Algum tempo depois, coincidência ou não, dois amigos vieram me mostrar os livros que estavam lendo. Fiquei surpreso, pois eles não se conhecem, mas tinham em comum a falta de intimidade com a literatura, devido à formação de cada um. Os motivos que levaram os dois à livraria, contudo, não se referiam a trabalho: ambos apenas se interessaram por determinada obra (um deles, por determinado autor) e ficaram entusiasmados com a viagem que é habitar o universo ficcional por algumas horas do dia.  
É reconfortante ver que, aos poucos, o incentivo à leitura, presente sobretudo nas redes sociais, pelos mais diferentes influenciadores e canais digitais, vem surtindo efeito. Querendo ou não, sempre esbarramos com alguém falando de literatura na rede. Isso me faz notar que, felizmente, não estou sozinho. E há, inclusive, uma razão mais profunda para qualquer produtor de conteúdo jamais desprezar esse estímulo: o nosso atraso cultural, que, como lembrava Nelson Rodrigues, era obra de séculos. Nesse sentido, não devemos nos questionar por que falamos tanto de livros, mas sim por que não falamos mais!
Aliás, para não perder a viagem, indico para vocês um lançamento fora de série: a Antologia da Literatura Fantástica, organizada por Adolfo Bioy Casares, Silvina Ocampo e o próprio Borges, republicada pela Cia. das Letras. Além de ser um apanhado fantástico (sem trocadilho) do melhor da literatura mundial sob a ótica desse trio incrível, traz, para o público brasileiro, textos sensacionais, de gente como G. K. Chesterton, James Joyce, Julio Cortázar, Léon Bloy, entre muitos outros autores conhecidos e desconhecidos. Há até um conto, em particular, que simboliza como poucos o poder da literatura sobre a humanidade: “Enoch Soames”, do escritor inglês Max Beerbohm. 

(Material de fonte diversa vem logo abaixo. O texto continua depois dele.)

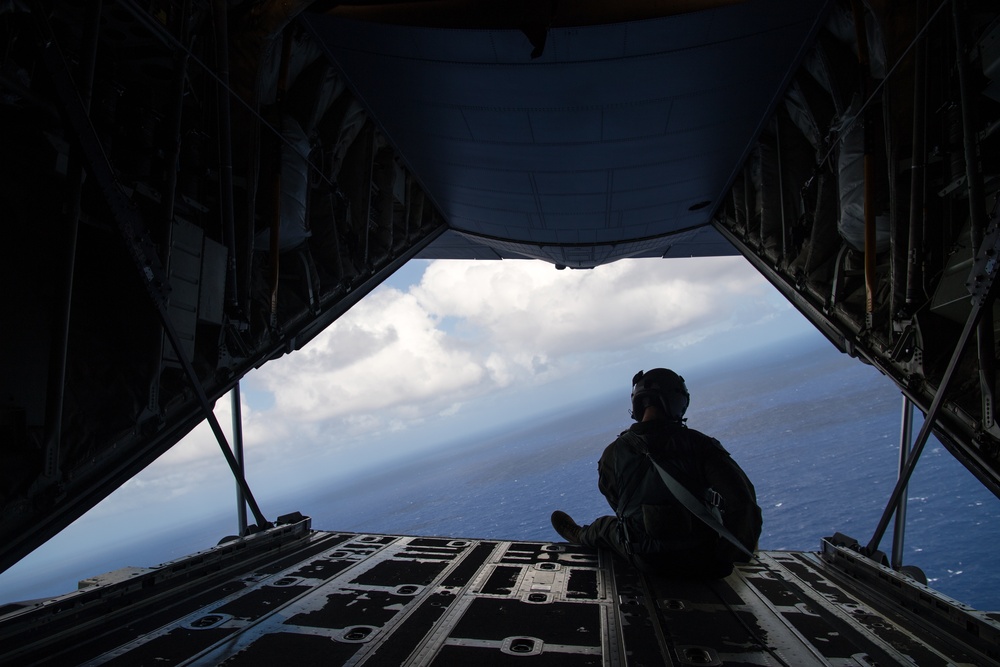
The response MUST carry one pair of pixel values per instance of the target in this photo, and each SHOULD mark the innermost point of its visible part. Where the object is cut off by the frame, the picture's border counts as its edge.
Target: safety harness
(707, 509)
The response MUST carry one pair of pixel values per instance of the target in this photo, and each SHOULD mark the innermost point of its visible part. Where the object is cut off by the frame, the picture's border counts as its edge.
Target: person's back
(653, 528)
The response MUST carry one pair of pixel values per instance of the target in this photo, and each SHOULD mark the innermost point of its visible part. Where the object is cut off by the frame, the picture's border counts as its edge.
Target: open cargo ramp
(292, 595)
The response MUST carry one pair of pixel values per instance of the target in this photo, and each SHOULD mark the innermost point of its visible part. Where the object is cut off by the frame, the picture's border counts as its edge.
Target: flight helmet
(663, 388)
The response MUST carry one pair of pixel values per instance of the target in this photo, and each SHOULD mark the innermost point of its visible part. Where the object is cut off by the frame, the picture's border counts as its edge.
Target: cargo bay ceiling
(568, 141)
(191, 189)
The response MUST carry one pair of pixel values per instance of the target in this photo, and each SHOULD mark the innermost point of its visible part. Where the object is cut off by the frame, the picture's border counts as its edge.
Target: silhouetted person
(655, 524)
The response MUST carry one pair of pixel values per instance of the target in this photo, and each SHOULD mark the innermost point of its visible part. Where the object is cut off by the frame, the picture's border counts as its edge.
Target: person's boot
(566, 527)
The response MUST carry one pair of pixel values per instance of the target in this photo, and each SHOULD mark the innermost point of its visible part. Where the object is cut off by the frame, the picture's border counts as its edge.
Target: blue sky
(440, 350)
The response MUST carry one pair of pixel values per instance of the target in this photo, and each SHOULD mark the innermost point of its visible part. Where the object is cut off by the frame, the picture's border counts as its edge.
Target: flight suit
(663, 535)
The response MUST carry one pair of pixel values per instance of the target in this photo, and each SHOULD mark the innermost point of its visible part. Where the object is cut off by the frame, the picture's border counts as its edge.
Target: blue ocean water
(817, 432)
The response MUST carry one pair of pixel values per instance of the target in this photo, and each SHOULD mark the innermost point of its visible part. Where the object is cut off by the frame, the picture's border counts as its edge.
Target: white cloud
(469, 328)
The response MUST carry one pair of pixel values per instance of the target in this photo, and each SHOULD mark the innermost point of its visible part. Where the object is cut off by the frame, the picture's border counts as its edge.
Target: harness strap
(710, 517)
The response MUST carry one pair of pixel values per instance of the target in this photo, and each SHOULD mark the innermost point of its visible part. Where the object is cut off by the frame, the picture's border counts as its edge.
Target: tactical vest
(658, 530)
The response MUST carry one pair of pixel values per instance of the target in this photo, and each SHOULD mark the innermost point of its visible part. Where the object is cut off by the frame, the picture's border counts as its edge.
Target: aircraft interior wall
(865, 203)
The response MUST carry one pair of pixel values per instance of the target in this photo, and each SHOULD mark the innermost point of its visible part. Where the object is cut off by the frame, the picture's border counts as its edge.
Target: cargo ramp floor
(295, 596)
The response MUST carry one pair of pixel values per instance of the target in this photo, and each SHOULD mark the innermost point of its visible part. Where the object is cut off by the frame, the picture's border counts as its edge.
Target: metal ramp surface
(291, 595)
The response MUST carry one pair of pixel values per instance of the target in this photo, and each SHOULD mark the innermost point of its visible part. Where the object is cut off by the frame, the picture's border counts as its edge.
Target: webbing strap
(712, 519)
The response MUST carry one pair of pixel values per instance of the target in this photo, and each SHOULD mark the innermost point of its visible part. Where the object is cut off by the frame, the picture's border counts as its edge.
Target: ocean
(816, 431)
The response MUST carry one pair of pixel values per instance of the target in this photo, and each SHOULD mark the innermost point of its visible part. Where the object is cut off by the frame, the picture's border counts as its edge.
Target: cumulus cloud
(470, 328)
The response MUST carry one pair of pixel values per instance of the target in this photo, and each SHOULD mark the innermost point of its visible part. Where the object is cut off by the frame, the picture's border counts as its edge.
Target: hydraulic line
(220, 13)
(918, 160)
(977, 213)
(59, 348)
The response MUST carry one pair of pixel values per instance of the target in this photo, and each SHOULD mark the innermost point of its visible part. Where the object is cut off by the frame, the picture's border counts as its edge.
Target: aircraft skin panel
(297, 596)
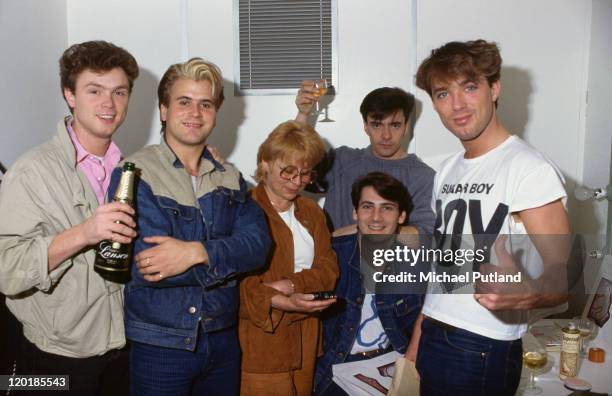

Não vou dar maiores spoilers aqui, mas, segundo a narrativa, um determinado personagem viajaria no tempo e estaria no dia 3 de junho de 1997, a partir das 14 horas, no Salão de Leitura do Museu Britânico, observando as pessoas ali presentes. O texto, contudo, foi publicado no ano de 1916, quase um século antes do evento fictício narrado por Beerbohm.  
O curioso, porém, é que o ator e roteirista americano Raymond Joseph Teller, nascido em 1948 e fã de Max Beerbohm, se deu ao trabalho de ir ao salão britânico na data e na hora pré-fixadas no conto, só para ver se Enoch Soames iria mesmo aparecer ou se ele encontraria, ao menos, alguém vestido com as roupas do personagem. Ainda em 1997, o ator disse, à revista Atlantic, ter encontrado vários leitores do conto de Beerbohm, que saíram da Califórnia, de Cambridge e de outros lugares, simplesmente pela ideia maluca de também presenciarem um fato “profetizado” por um escritor quase 100 anos atrás. 
Não se sabe se eles chegaram, de fato, a ver Enoch Soames no salão britânico, mas uma coisa é certa: o encontro com a literatura já havia preenchido de magia a vida de todos eles.